Howl's Moving Castle
The two films have a striking number of parallels. Both feature young heroines who become entangled in magical worlds as the result of enchantments, who unravel the past of mysterious magical benefactors and liberate them by helping them find their true selves. But Castle is more grown up, a little darker and scarier than Spirited Away, but also with more complexity in the characters and the plot.
It is, more than anything, a story about transformations: every single character undergoes a physical as well as metaphorical reshaping. Sophie, a young woman cursed by the jealous Witch of the Waste, is turned into an old woman, and goes on a quest to reclaim her youth. Howl, a perpetual adolescent of a wizard, transforms into a giant bird in his efforts to avert a war, and struggles to regain his full humanity. Enemies turn into friends, friends into enemies, minor players become major players . . . and all their stories are linked together in a beautiful synchronicity.
The movie has some funny moments that struck me as very Buffy-esque in their mash-up of the fantastic and the all-to-human. In one scene, Howl reads a curse that has magically appeared during breakfast: "That is ancient sorcery, and quite powerful too. 'You who swallowed a falling star, o' heartless man, your heart shall soon be mine,' " Howl recites seriously. Then, after a beat: "That can't be good for the table." Or, when the enchanted fire Calcifer (voiced by Billy Crystal) is asked to cook breakfast: "No! I don't cook! I am very powerful and scary fire demon!" Or when ominous shadows gather around a despondant Howl, his apprentice Markl says, "He's summoning the spirits of darkness . . . I saw him do this once before, after a girl dumped him."
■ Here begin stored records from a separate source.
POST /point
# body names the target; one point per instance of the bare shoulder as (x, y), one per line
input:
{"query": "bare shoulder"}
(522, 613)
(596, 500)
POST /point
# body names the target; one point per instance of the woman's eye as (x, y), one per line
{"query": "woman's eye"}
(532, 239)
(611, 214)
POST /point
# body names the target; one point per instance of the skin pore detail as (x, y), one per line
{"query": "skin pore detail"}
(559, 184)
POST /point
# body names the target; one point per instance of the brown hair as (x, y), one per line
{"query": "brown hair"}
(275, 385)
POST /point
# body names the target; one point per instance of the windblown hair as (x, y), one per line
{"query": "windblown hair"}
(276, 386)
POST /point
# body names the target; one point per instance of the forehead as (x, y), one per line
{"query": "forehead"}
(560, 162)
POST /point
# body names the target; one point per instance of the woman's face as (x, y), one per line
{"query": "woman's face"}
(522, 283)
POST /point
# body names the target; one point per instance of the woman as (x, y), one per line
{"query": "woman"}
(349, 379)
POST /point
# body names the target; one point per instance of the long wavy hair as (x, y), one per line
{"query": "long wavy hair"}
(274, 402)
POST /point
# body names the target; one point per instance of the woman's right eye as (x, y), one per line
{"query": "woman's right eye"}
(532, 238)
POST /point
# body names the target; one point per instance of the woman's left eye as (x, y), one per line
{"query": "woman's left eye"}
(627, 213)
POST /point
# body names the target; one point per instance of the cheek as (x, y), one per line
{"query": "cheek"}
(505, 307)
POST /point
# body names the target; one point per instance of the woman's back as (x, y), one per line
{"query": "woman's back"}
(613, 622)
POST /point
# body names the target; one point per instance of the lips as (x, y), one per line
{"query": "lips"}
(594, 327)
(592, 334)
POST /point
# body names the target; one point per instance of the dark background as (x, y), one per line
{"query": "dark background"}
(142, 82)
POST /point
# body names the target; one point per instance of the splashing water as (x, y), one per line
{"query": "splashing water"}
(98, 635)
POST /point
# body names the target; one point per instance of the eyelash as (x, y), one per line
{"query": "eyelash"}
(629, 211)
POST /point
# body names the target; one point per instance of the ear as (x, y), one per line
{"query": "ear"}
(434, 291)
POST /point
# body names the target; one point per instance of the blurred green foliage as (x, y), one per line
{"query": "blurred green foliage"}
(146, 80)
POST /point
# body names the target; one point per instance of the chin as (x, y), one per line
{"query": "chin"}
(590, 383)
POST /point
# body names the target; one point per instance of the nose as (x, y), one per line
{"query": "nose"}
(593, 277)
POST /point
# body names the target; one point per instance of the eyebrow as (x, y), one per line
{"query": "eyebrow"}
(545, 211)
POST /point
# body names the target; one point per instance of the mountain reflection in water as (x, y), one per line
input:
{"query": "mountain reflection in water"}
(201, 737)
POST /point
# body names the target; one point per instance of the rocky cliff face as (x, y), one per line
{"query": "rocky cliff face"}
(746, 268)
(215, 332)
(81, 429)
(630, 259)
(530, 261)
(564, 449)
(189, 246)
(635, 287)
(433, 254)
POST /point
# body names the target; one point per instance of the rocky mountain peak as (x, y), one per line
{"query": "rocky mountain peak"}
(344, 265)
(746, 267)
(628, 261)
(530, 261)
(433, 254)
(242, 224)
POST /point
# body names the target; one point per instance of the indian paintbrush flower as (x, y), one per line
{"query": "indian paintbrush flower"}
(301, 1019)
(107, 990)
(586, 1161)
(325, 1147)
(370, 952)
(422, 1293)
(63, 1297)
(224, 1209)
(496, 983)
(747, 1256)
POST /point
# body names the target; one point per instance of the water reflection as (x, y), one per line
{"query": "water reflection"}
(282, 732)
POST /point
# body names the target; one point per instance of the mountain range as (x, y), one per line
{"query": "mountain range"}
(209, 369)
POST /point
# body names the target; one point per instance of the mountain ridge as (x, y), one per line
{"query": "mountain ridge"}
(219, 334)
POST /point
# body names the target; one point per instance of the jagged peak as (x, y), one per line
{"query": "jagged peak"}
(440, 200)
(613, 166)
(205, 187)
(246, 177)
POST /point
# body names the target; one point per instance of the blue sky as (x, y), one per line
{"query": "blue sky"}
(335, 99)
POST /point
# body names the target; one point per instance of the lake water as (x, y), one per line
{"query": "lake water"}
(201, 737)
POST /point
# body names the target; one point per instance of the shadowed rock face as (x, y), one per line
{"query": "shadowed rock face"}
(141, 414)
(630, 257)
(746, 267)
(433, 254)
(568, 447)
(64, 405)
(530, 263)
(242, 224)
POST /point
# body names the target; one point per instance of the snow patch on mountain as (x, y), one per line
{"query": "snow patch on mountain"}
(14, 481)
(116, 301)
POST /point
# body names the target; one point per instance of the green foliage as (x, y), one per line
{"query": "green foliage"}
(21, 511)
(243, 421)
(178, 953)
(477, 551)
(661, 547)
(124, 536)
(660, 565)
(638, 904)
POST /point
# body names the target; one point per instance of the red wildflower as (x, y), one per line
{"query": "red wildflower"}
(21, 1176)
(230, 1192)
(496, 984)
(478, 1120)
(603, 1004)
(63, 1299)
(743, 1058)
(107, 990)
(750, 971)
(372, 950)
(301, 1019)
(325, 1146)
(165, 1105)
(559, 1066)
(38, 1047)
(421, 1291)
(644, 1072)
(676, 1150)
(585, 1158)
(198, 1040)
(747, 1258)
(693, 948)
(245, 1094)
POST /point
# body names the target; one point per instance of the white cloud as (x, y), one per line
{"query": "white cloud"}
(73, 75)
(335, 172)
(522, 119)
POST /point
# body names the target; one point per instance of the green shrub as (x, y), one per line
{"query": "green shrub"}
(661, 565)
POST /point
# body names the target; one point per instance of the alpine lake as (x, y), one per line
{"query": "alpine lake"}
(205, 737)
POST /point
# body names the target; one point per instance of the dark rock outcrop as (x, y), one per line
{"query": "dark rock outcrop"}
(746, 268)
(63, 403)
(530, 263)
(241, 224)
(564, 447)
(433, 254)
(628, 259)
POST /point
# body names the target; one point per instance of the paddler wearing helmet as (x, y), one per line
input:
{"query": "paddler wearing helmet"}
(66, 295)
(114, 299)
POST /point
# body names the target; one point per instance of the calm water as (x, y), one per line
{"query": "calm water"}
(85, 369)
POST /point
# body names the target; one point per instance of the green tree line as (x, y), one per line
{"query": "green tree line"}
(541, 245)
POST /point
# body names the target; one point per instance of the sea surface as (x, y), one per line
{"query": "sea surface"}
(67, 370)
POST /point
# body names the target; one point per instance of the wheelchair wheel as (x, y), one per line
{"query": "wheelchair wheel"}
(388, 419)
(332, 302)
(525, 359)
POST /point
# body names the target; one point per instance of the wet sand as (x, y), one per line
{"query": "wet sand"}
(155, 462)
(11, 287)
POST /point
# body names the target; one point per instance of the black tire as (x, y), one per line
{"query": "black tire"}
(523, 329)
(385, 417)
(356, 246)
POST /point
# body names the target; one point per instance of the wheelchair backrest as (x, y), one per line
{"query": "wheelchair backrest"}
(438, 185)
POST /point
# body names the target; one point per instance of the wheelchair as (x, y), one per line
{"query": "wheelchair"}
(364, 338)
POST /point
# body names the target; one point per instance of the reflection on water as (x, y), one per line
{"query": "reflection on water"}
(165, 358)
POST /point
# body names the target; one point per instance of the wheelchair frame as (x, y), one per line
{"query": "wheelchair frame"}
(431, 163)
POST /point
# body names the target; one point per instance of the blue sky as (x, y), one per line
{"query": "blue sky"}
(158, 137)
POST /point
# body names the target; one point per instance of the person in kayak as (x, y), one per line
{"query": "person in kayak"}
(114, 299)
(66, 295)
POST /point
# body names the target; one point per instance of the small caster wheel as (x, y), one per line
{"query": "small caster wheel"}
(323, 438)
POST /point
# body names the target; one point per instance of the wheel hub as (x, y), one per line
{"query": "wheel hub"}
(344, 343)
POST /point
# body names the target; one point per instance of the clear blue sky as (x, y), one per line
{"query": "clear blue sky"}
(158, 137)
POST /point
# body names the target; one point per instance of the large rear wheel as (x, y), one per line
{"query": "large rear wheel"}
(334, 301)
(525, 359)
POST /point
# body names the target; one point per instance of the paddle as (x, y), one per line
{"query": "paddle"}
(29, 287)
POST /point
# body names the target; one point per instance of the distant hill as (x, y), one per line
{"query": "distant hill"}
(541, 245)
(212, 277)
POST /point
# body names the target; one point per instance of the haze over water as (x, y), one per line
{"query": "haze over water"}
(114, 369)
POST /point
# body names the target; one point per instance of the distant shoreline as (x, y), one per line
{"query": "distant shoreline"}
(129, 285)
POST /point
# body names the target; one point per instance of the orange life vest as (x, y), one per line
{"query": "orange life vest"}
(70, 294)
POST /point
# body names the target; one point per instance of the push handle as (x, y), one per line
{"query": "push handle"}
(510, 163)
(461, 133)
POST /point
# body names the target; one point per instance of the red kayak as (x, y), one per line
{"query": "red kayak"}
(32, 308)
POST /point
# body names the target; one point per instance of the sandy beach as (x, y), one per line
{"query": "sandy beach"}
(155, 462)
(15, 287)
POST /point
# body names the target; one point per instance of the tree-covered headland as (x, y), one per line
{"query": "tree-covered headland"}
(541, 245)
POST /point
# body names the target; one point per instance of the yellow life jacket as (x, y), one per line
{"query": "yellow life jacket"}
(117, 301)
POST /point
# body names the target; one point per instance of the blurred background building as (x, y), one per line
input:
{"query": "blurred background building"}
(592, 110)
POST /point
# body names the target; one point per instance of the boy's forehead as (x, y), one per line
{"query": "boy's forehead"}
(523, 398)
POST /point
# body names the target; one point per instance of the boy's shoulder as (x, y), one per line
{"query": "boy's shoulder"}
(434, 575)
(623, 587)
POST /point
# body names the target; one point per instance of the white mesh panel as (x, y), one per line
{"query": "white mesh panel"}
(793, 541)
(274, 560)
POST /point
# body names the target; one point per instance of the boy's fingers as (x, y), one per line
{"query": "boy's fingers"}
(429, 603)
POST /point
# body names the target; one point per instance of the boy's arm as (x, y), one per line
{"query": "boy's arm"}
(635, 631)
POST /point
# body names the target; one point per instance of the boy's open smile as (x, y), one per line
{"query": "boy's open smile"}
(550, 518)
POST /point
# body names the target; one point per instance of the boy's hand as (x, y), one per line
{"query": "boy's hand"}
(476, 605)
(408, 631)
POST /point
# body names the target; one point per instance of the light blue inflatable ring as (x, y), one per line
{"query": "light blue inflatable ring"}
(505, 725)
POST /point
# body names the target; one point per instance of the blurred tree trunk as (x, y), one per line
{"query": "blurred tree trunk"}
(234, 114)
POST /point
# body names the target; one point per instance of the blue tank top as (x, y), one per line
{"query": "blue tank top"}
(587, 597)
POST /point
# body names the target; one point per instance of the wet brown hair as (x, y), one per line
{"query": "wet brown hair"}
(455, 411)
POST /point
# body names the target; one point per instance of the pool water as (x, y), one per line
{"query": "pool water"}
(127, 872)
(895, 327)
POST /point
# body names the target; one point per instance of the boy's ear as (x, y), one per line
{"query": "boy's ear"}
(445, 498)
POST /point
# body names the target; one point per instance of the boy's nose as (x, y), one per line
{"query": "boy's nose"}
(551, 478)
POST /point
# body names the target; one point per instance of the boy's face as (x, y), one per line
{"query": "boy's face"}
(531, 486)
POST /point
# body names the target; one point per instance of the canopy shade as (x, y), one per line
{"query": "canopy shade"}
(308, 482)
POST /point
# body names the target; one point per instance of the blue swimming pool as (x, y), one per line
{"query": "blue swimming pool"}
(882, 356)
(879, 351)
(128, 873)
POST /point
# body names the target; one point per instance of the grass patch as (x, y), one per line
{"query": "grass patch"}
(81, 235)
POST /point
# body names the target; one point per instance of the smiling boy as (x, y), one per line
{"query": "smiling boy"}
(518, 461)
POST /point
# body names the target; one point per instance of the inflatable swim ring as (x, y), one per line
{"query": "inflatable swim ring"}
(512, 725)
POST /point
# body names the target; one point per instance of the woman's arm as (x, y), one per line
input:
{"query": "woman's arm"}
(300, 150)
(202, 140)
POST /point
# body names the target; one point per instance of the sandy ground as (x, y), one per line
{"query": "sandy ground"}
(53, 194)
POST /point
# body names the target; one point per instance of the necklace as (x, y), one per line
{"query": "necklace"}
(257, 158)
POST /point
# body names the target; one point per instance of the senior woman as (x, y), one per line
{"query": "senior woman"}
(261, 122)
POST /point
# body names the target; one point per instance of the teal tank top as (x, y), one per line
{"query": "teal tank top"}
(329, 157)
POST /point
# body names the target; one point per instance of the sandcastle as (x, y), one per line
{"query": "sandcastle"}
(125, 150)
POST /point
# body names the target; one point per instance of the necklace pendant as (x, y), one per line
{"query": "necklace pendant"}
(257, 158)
I could (and probably will) write a full-length essay giving a Jungean spiritual analysis of Howl's Moving Castle. Some college senior taking a graduate seminar in film studies will probably thank me for writing his term paper. Or maybe not . . . I found it interesting (and a little sad) that most of the links that I googled up on "Howl's Moving Castle analysis" were ads for term paper services. But among mountains of online reviews (many mixed in their reactions), only one pointed out that the heroine's name was Sophia, literally "wisdom", and saw it as a pointer to a larger allegory. In dream analysis a house is a standard symbol for the self, and moving castle of the title undergoes a continual transformation through the story, reflecting the wizard's own internal evolution.